Architecture Overview
graph TB
subgraph External Sources
Z[("Zenodo<br/>REST API")]
S[("SPARQL<br/>Endpoints")]
P[("PMD<br/>Platform")]
end
subgraph Harvester Tier
HZ["harvester_zenodo<br/>━━━━━━━━━━━━━━<br/>• Export records as RDF<br/>• Download RDF files<br/>• Generate snapshots"]
HE["harvester_endpoints<br/>━━━━━━━━━━━━━━<br/>• Extract class catalogues<br/>• Build T-Box snapshots<br/>• Compute VoID statistics"]
HP["harvester_pmd<br/>━━━━━━━━━━━━━━<br/>• Build 12 OWL modules<br/>• Merge into single graph"]
end
subgraph Core Pipeline
R[reason_openllet_new]
V[validation_checks]
end
Z --> HZ
S --> HE
P --> HP
HZ --> R
HE --> R
HP --> R
R --> V
style Z fill:#f5c542,stroke:#333
style S fill:#42a5f5,stroke:#333
style P fill:#66bb6a,stroke:#333
style HZ fill:#fff3e0,stroke:#e65100
style HE fill:#e3f2fd,stroke:#1565c0
style HP fill:#e8f5e9,stroke:#2e7d32
style R fill:#f3e5f5,stroke:#6a1b9a
style V fill:#fce4ec,stroke:#b71c1c
harvester_zenodo
DAG ID: harvester_zenodo · Schedule: @weekly · File: dags/harvester_zenodo.py
What It Does
The Zenodo harvester converts records from the NFDI-MatWerk Zenodo community into ontology-aligned RDF. It operates in two phases: first exporting community records as RDF triples, then harvesting individual datasets referenced in the MSE-KG that point to Zenodo DOIs.
Task Chain
graph LR
A["init_data_dir"] --> B["run_harvester"]
B --> C["mark_success"]
C --> D["trigger_reason"]
C --> E["trigger_validation"]
style A fill:#e8eaf6,stroke:#283593
style B fill:#fff3e0,stroke:#e65100
style C fill:#e8f5e9,stroke:#2e7d32
style D fill:#f3e5f5,stroke:#6a1b9a
style E fill:#fce4ec,stroke:#b71c1c
The run_harvester task performs two operations:
export_zenodo.run()— Fetches all records from the Zenodo community via REST API and converts them to RDFfetch_zenodo.run()— Queries the merged MSE-KG for datasets with Zenodo URLs, then harvests each individually
RDF Modelling
Each Zenodo record is converted to a network of ontology-aligned individuals:
graph TD
REC["<b>nfdicore:Dataset</b><br/>(or Publication, Software)<br/>━━━━━━━━━━━━━━<br/>IRI: msekg:zenodo/concept/{id}"]

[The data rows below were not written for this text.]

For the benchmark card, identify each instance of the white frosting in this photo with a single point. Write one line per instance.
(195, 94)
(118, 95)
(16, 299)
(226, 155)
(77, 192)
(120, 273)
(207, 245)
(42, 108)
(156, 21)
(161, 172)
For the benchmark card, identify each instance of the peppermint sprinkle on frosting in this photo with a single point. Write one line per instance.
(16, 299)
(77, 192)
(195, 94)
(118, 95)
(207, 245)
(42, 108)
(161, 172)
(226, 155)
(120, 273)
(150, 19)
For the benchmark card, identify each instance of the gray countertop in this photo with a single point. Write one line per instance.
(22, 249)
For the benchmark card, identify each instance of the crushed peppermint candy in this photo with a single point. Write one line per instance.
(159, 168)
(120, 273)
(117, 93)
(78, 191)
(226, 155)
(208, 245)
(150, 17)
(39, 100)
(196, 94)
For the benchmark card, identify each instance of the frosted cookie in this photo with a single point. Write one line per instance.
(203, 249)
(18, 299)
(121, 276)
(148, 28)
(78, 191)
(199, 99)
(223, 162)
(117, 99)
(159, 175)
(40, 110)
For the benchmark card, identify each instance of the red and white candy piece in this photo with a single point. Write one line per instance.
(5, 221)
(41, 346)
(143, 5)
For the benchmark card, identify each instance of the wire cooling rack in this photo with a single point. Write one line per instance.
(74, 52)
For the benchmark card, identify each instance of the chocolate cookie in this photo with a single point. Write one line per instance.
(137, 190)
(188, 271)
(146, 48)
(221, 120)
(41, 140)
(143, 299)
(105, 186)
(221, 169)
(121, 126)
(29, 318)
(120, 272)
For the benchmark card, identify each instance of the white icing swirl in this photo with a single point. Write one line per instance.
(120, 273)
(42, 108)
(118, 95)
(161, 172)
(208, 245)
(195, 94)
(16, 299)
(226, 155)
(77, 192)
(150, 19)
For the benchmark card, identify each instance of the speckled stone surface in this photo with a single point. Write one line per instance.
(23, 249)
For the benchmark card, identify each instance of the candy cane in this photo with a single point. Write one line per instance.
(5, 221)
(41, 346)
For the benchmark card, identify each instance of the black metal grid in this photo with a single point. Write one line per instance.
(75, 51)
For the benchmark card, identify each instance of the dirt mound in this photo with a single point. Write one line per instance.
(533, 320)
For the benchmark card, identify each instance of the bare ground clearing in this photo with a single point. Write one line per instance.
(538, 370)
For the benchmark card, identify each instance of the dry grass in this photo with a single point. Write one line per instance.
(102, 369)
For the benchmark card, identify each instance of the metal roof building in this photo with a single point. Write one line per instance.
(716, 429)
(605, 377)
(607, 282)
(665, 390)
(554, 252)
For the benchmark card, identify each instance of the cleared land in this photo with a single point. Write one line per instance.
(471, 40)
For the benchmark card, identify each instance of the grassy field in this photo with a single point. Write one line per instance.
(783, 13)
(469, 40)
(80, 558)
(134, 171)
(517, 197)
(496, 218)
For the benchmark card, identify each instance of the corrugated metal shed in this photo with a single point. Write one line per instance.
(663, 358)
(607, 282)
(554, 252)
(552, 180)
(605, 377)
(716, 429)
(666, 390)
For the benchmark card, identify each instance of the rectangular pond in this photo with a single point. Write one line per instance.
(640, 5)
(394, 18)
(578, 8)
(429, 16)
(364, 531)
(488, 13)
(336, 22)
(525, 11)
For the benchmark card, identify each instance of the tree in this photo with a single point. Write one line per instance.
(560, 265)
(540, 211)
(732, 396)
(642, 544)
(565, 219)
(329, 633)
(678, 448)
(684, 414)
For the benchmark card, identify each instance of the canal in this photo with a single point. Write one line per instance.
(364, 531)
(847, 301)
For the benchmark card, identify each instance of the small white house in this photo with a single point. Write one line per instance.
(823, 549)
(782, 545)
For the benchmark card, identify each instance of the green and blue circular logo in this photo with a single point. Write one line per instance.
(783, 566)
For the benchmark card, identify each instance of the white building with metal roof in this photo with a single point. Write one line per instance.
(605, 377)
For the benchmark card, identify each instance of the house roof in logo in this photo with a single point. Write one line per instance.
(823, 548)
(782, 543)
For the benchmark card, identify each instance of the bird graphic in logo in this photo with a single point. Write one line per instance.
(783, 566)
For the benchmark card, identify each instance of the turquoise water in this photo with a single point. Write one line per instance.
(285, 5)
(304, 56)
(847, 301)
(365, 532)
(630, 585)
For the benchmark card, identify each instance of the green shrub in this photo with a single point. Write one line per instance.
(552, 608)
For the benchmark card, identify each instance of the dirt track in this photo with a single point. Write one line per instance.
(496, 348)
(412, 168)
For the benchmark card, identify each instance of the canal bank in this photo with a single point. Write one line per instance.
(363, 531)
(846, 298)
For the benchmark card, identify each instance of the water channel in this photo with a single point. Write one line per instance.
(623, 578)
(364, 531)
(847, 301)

TITLE["<b>Value Node</b><br/>index 0<br/>━━━━━━━━━━━━━━<br/>Title literal"]
DOI["<b>DOI Identifier</b><br/>━━━━━━━━━━━━━━<br/>doi:10.5281/..."]
FILE1["<b>File Identifier</b><br/>━━━━━━━━━━━━━━<br/>msekg:zenodo/concept/{id}/file/{key}"]
GRAPH1["<b>Named Graph</b><br/>━━━━━━━━━━━━━━<br/>Imported RDF content"]
REC -->|"iao:denoted_by<br/>(IAO_0000235)"| TITLE
REC -->|"nfdicore:has_identifier<br/>(NFDI_0001006)"| DOI
REC -->|"bfo:has_part<br/>(BFO_0000051)"| FILE1
FILE1 -.->|"linked to"| GRAPH1
REC -->|"rdfs:label"| LABEL["Zenodo URL"]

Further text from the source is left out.